To disable thinking mode, set enable_thinking=False in the apply_chat_template call.

Deployment Options

For serving, use SGLang (≥ 0.4.6.post1) or vLLM (≥ 0.8.4) to create an OpenAI‑compatible endpoint:

python -m sglang.launch_server --model-path Qwen/Qwen3-30B-A3B --reasoning-parser qwen3

vllm serve Qwen/Qwen3-30B-A3B --enable-reasoning --reasoning-parser deepseek_r1

Remove the --reasoning-parser flag (and --enable-reasoning) to turn off the thinking mode.

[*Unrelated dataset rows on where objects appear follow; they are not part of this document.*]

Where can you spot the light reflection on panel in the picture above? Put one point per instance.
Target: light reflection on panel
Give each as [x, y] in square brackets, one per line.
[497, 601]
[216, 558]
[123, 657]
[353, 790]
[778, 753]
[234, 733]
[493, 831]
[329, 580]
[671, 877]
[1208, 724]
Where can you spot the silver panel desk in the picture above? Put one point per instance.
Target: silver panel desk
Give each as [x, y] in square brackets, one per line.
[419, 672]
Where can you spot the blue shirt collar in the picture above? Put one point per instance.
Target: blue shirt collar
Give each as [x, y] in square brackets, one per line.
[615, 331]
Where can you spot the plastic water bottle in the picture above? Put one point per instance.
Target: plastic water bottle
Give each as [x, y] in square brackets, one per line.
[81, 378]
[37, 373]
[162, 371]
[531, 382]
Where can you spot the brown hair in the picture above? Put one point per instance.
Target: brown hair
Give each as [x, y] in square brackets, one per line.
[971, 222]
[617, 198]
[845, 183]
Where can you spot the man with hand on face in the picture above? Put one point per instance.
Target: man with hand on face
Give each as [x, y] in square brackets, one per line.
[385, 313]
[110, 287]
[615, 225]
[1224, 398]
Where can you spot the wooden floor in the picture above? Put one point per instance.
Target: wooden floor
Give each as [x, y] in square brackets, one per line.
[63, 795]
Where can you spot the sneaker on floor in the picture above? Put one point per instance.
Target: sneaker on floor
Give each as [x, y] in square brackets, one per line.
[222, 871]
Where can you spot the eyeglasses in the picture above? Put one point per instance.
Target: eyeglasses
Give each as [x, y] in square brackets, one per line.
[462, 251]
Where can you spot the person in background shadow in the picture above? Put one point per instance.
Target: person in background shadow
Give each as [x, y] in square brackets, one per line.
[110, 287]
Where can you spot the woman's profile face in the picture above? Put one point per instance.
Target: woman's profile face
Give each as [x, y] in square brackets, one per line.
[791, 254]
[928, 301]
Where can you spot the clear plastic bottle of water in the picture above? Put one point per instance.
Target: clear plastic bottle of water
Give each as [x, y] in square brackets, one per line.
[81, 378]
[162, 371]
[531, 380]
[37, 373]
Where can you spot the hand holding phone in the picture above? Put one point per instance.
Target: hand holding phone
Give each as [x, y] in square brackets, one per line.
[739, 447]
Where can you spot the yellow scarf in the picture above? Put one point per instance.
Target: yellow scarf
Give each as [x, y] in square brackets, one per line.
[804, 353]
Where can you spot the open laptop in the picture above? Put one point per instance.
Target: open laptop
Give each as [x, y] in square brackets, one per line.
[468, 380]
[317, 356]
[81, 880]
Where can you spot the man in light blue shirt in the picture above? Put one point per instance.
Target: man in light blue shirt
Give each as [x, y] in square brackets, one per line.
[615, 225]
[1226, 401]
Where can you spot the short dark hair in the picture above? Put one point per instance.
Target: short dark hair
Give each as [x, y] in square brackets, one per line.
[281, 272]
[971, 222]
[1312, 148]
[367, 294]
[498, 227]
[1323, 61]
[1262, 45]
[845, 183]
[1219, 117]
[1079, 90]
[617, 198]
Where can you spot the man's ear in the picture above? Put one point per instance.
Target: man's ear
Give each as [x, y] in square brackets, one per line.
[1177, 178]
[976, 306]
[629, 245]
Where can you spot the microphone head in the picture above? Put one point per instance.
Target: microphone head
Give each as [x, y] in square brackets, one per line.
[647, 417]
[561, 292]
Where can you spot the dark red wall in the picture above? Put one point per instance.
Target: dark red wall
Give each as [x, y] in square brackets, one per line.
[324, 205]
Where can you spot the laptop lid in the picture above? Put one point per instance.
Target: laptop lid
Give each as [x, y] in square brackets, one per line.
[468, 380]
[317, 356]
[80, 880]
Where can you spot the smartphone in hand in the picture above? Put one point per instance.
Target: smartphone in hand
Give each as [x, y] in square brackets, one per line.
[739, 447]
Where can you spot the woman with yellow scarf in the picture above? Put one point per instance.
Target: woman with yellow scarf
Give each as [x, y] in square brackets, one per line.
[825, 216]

For local development, run ollama run qwen3:30b-a3b or use LMStudio, llama.cpp, or KTransformers.

Advanced Usage – Soft Switching

Users can embed /think or /no_think tags in prompts or system messages to toggle the thinking mode per turn.

Example multi‑turn conversation (code omitted for brevity) demonstrates dynamic switching and tool‑calling via Qwen‑Agent.

Future Development

Qwen3 marks a milestone toward AGI and ASI, with plans to scale data, model size, context length, modality breadth, and reinforcement learning with environmental feedback. The roadmap emphasizes a shift from pure model training to agent‑centric training.